Yves Cruchten, le président de la fraction LSAP à la Chambre et président de la Commission des Affaires étrangères, était l'invité de la rédaction mardi matin.

"Le fait que le gouvernement ait décidé de convoquer une nouvelle tripartite est important, et nous avons désormais un peu de temps pour la préparer. Il est aussi important que tous les acteurs partagent le même avis, parce que c'est seulement comme ça que des solutions pourront être trouvées ensemble." Les mots sont de Yves Cruchten qui était l'invité de la rédaction mardi matin.

Le chef de la fraction LSAP et président de la Commission des Affaires étrangères ne veut "absolument rien écarter" en ce qui concerne les tranches indiciaires. Il estime que lors de la dernière tripartite, les différentes parties n'étaient pas loin d'un accord, mais le temps avait manqué. Yves Cruchten espère que les choses se passeront différemment cette fois-ci. "Il ne faut pas non plus regarder et évaluer les mesures de la dernière tripartite individuellement, mais les analyser comme un tout", selon l'invité de la rédaction.
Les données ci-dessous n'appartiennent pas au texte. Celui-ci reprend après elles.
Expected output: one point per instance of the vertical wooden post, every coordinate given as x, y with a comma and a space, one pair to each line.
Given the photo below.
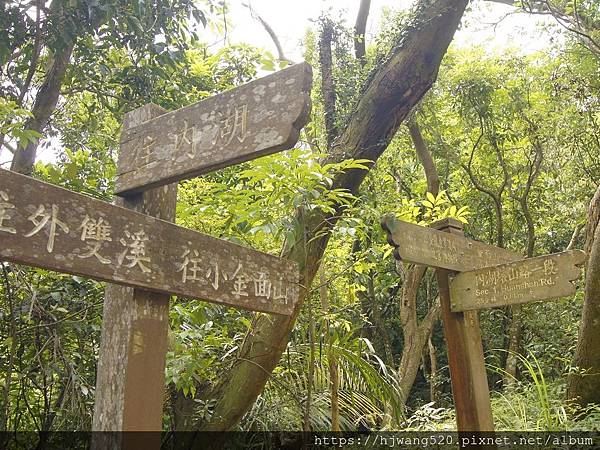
130, 376
465, 354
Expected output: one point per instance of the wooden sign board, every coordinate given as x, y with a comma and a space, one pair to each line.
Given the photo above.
46, 226
422, 245
259, 118
524, 281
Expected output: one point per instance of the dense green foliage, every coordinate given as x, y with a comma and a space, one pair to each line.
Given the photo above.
515, 142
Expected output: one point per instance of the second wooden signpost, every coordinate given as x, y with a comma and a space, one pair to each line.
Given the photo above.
472, 275
134, 246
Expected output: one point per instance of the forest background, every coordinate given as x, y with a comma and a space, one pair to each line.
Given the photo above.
506, 140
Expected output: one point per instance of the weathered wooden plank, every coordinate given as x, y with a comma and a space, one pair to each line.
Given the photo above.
259, 118
130, 379
45, 226
422, 245
528, 280
466, 361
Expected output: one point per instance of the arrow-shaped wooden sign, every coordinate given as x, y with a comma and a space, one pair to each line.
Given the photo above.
259, 118
42, 225
422, 245
532, 279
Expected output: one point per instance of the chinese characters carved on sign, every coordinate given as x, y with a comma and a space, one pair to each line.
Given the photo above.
76, 234
196, 269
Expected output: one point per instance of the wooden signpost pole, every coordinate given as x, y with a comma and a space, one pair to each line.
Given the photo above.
489, 276
134, 245
130, 377
465, 354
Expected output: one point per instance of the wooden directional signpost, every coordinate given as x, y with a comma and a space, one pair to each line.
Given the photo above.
46, 226
134, 245
257, 119
489, 277
528, 280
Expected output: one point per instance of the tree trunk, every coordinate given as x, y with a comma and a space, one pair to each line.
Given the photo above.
433, 370
392, 91
334, 381
584, 385
45, 104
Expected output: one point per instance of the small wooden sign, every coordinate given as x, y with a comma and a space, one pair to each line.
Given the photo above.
42, 225
528, 280
259, 118
422, 245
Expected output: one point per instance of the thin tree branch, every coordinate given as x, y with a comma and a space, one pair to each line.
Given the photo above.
359, 31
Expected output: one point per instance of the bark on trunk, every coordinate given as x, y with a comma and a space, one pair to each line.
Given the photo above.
393, 90
45, 104
584, 385
415, 335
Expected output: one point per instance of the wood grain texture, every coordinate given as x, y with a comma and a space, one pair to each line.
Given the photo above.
50, 227
257, 119
130, 378
422, 245
528, 280
466, 361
Ce dernier ajoute que le système de l'index est toujours la meilleure réponse aux problèmes liés à la perte de pouvoir d'achat. Il ne veut cependant pas non plus anticiper la tripartite.

"Ma génération n'a encore jamais connu une telle insécurité au niveau du contexte international telle que celle que nous vivons aujourd'hui", a ajouté le président de fraction LSAP. Son discours aurait sans doute été différent il y a trois ans, mais aujourd'hui Yves Cruchten souligne que nous sommes en pleine spirale d'insurrection et de militarisation, et la pertinence de l'OTAN s'est de nouveau démontrée. Il ajoute que cette évolution est regrettable.

En ce qui concerne le Mali, Yves Cruchten explique que le Luxembourg y est engagé en tant que membre d'organisations internationales et en tant que partenaire équitable il faut partager les décisions qui y sont prises. Or, au Mali aussi, les Russes s'en sont mêlé et il ne faut pas leur laisser le terrain libre. D'un autre côté, il ne faut pas non plus défendre la région à tout prix, surtout si le gouvernement actuel n'est pas un partenaire fiable, estime le président de la Commission des Affaires étrangères.